The need to measure causal influences between random variables or processes in complex networks arises throughout academic disciplines. In four parts, we here develop techniques for measuring and estimating causal influences using tools from information theory, with the explicit goal of providing context for how information theoretic perspectives on causal influence fit within the vast and interdisciplinary body of work studying causality. Throughout the dissertation, we demonstrate the utility of the proposed methods with applications to physiologic, economic, and climatological datasets.
Beginning with a focus on time series, we present a modularized approach to finding the maximum a posteriori estimate of a latent time series that obeys a dynamic stochastic model and is observed through noisy measurements.
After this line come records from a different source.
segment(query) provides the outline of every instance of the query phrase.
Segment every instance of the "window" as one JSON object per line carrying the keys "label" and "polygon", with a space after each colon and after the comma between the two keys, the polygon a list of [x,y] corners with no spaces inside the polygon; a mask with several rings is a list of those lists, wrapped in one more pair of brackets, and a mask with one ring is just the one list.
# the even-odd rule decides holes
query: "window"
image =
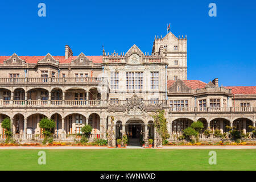
{"label": "window", "polygon": [[77,123],[77,124],[82,124],[82,115],[76,115],[76,123]]}
{"label": "window", "polygon": [[126,89],[142,89],[143,72],[126,72]]}
{"label": "window", "polygon": [[110,98],[110,104],[118,104],[118,98]]}
{"label": "window", "polygon": [[246,111],[248,107],[250,107],[249,102],[241,102],[240,104],[242,111]]}
{"label": "window", "polygon": [[207,110],[206,100],[199,100],[199,107],[200,110]]}
{"label": "window", "polygon": [[10,77],[14,77],[14,78],[19,78],[19,73],[10,73],[9,74]]}
{"label": "window", "polygon": [[159,104],[159,99],[158,98],[150,98],[151,104]]}
{"label": "window", "polygon": [[188,119],[179,119],[172,122],[172,131],[175,133],[181,133],[184,129],[189,127],[193,121]]}
{"label": "window", "polygon": [[151,89],[158,89],[159,88],[159,72],[150,73],[150,85]]}
{"label": "window", "polygon": [[173,111],[184,110],[184,107],[188,107],[188,100],[173,100],[170,101],[170,106]]}
{"label": "window", "polygon": [[110,73],[110,88],[112,89],[118,89],[119,84],[119,73]]}
{"label": "window", "polygon": [[210,107],[220,107],[220,99],[210,99]]}
{"label": "window", "polygon": [[55,78],[55,72],[52,72],[52,77]]}

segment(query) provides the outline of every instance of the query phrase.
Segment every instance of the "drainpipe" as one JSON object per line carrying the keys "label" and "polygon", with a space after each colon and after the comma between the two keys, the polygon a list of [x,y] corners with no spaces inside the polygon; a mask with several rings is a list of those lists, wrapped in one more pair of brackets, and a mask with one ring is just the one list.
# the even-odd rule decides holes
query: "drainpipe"
{"label": "drainpipe", "polygon": [[168,100],[167,98],[167,68],[168,66],[166,65],[166,100]]}

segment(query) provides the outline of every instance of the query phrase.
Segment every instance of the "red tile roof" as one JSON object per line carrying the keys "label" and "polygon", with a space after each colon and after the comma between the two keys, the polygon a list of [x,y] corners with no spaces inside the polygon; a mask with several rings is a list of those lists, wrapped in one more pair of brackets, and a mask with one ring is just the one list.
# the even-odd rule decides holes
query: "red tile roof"
{"label": "red tile roof", "polygon": [[[86,56],[88,59],[92,60],[93,63],[102,63],[102,56]],[[3,61],[7,60],[11,57],[9,56],[0,56],[0,64],[2,64]],[[19,56],[21,59],[25,60],[27,63],[37,63],[38,60],[43,59],[46,56]],[[75,60],[77,56],[71,56],[68,59],[65,59],[64,56],[52,56],[56,60],[59,60],[60,63],[69,63],[72,59]]]}
{"label": "red tile roof", "polygon": [[256,94],[256,86],[224,86],[228,89],[232,89],[234,94]]}
{"label": "red tile roof", "polygon": [[[191,88],[192,89],[203,89],[207,85],[207,84],[200,80],[183,80],[183,81],[187,86]],[[168,80],[167,87],[171,86],[175,82],[174,80]]]}

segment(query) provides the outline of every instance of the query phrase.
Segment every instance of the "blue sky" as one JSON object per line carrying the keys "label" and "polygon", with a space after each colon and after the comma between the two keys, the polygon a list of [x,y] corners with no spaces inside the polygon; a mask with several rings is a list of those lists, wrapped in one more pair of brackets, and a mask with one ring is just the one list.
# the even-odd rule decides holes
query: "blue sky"
{"label": "blue sky", "polygon": [[[38,5],[46,5],[46,17]],[[217,17],[208,5],[217,5]],[[188,39],[188,79],[223,86],[254,86],[256,2],[251,0],[1,1],[0,55],[126,52],[134,44],[152,51],[155,35]]]}

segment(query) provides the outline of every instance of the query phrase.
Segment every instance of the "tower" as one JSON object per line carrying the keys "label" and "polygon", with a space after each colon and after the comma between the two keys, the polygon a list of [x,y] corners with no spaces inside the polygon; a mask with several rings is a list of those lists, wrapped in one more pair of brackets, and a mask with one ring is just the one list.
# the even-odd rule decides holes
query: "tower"
{"label": "tower", "polygon": [[165,37],[155,37],[152,55],[159,55],[162,51],[166,54],[168,64],[167,76],[169,80],[187,80],[187,35],[181,38],[176,37],[170,32]]}

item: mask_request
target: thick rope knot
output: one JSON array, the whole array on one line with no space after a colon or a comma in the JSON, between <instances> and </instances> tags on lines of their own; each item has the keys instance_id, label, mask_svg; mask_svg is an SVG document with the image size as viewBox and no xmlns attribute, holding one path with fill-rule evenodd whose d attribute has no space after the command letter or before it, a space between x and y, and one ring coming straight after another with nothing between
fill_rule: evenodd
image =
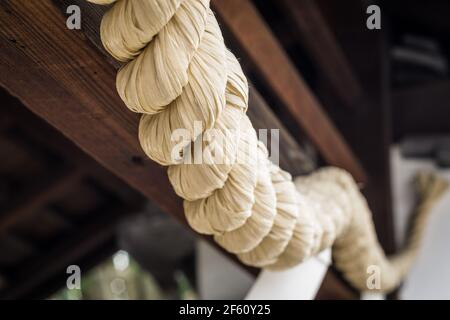
<instances>
[{"instance_id":1,"label":"thick rope knot","mask_svg":"<svg viewBox=\"0 0 450 320\"><path fill-rule=\"evenodd\" d=\"M356 288L366 289L372 264L390 272L380 290L399 284L417 246L395 263L386 258L348 173L326 168L294 184L268 160L245 114L247 79L209 0L89 1L113 4L101 38L124 63L118 93L143 114L141 146L168 166L193 229L251 266L289 268L333 246L337 266Z\"/></svg>"}]
</instances>

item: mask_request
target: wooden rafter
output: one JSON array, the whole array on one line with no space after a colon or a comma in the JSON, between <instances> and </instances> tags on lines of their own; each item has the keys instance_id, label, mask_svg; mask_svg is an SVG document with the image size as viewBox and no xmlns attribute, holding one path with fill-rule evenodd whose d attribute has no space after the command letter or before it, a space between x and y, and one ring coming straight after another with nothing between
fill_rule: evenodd
<instances>
[{"instance_id":1,"label":"wooden rafter","mask_svg":"<svg viewBox=\"0 0 450 320\"><path fill-rule=\"evenodd\" d=\"M186 224L181 200L164 168L147 160L141 151L136 138L138 116L130 113L116 94L117 64L98 50L101 9L81 0L70 1L73 3L92 9L87 20L83 16L83 32L66 29L63 15L50 0L2 3L1 85L99 163ZM291 141L289 150L280 150L280 157L288 159L289 154L301 152L287 130L274 122L275 116L262 100L252 97L253 120L258 122L255 117L262 117L260 123L279 128ZM296 173L304 170L292 159L288 166Z\"/></svg>"},{"instance_id":2,"label":"wooden rafter","mask_svg":"<svg viewBox=\"0 0 450 320\"><path fill-rule=\"evenodd\" d=\"M318 3L311 0L280 3L339 98L347 107L357 108L363 89Z\"/></svg>"},{"instance_id":3,"label":"wooden rafter","mask_svg":"<svg viewBox=\"0 0 450 320\"><path fill-rule=\"evenodd\" d=\"M319 101L249 0L213 0L227 27L330 165L348 170L358 182L366 174Z\"/></svg>"}]
</instances>

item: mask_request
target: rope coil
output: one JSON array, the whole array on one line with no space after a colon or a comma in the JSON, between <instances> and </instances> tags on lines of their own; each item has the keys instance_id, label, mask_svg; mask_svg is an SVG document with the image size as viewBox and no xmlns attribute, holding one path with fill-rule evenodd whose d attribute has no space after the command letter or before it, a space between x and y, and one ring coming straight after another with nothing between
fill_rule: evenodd
<instances>
[{"instance_id":1,"label":"rope coil","mask_svg":"<svg viewBox=\"0 0 450 320\"><path fill-rule=\"evenodd\" d=\"M382 270L381 291L399 285L417 251L417 237L389 260L367 202L347 172L325 168L294 184L270 163L245 114L246 77L225 47L209 0L88 1L113 4L101 37L106 50L124 62L117 90L131 111L143 114L141 146L168 166L193 229L214 236L247 265L290 268L333 246L336 266L355 288L367 289L370 265ZM181 146L173 139L177 129L189 133ZM219 137L208 136L209 129ZM216 140L224 147L208 150ZM202 163L184 163L195 157L195 144L206 149ZM182 152L174 157L177 147ZM226 161L215 163L216 156ZM428 211L419 214L417 228L423 229Z\"/></svg>"}]
</instances>

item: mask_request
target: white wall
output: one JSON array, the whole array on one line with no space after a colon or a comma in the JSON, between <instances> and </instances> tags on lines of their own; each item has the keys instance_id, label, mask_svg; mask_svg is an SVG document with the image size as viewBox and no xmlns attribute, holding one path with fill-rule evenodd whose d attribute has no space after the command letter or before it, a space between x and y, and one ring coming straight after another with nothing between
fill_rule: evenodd
<instances>
[{"instance_id":1,"label":"white wall","mask_svg":"<svg viewBox=\"0 0 450 320\"><path fill-rule=\"evenodd\" d=\"M431 160L403 159L398 148L391 155L394 224L397 243L404 239L414 205L413 178L418 170L434 170ZM450 180L450 170L439 170ZM402 299L450 299L450 192L431 215L418 260L400 291Z\"/></svg>"}]
</instances>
We specifically consider modern signal processing problems with non-Markov signal dynamics (e.g., group sparsity) and/or non-Gaussian measurement models (e.g., point process observation models used in neuroscience). Importantly, this framework can be leveraged in the estimation of the latent parameters specifying the probability distribution of a time series, which is a fundamental step in the estimation of causal influences between time series.
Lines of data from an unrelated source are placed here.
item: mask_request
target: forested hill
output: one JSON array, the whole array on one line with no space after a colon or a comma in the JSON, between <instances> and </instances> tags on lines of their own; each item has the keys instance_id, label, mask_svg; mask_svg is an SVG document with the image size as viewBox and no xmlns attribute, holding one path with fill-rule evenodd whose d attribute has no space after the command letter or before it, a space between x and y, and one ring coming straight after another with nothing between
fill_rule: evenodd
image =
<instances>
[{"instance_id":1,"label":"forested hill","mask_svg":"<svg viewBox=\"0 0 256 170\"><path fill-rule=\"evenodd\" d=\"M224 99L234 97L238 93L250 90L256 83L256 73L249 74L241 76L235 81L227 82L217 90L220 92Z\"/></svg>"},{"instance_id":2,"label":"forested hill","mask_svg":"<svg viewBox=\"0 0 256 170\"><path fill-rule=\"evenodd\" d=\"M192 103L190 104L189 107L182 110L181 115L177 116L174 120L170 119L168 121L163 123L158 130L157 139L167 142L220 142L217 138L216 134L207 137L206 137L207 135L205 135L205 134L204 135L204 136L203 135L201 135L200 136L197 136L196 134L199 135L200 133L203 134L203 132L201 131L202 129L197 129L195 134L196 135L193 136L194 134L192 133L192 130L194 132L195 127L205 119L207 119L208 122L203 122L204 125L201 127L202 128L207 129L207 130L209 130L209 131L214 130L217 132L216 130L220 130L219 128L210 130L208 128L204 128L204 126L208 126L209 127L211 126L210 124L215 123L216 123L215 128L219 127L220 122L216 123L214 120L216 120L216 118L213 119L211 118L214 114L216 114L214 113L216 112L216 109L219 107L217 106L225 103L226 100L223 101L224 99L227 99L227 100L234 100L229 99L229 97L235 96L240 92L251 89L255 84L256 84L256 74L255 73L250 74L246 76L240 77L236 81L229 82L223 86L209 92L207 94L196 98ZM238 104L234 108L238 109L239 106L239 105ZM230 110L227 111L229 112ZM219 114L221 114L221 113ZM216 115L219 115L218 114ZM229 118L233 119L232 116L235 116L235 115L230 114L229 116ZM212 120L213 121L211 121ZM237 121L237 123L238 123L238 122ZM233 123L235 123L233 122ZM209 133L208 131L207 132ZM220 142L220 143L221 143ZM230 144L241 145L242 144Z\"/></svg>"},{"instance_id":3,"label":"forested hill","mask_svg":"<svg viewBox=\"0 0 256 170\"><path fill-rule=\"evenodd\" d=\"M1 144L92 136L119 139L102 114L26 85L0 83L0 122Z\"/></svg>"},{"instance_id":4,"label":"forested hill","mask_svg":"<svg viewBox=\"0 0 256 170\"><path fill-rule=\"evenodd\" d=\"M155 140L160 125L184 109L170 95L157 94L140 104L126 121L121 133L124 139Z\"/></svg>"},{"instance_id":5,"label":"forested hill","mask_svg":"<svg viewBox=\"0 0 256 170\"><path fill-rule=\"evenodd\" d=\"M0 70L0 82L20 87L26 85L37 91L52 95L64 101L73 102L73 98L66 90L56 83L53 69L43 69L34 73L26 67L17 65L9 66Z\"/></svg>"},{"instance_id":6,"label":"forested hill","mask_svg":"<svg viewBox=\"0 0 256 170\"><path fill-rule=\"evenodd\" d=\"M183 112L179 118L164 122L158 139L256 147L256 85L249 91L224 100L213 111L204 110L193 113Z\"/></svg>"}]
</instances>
Second, we study the conditions under which directed information, a popular information theoretic notion of causal influence between time series, can be estimated without bias. While the assumptions made by estimators of directed information are often presented explicitly, a characterization of when we can expect these assumptions to hold is lacking. Using the concept of d-separation from Bayesian networks, we present sufficient and almost everywhere necessary conditions for which proposed estimators can be implemented without bias. We further introduce a notion of partial directed information, which can be used to bound the bias under a milder set of assumptions.
Third, we present a sample path dependent measure of causal influence between time series. The proposed measure is a random sequence, a realization of which enables identification of specific patterns that give rise to high levels of causal influence. We demonstrate how sequential prediction theory may be leveraged to estimate the proposed causal measure and introduce a notion of regret for assessing the performance of such estimators which we subsequently bound.
Finally, we extend our focus to general causal graphs and show that information theoretic measures of causal influence are fundamentally different from mainstream (e.g. statistical) notions in that they (1) compare distributions over the effect rather than values of the effect and (2) are defined with respect to random variables representing a cause rather than specific values of a cause. We leverage perspectives from the statistical causality literature to present a novel information theoretic framework for measuring direct, indirect, and total causal effects in natural complex networks. In addition to endowing information theoretic approaches with an enhanced "resolution," the proposed framework uniquely elucidates the relationship between the information theoretic and statistical perspectives on causality.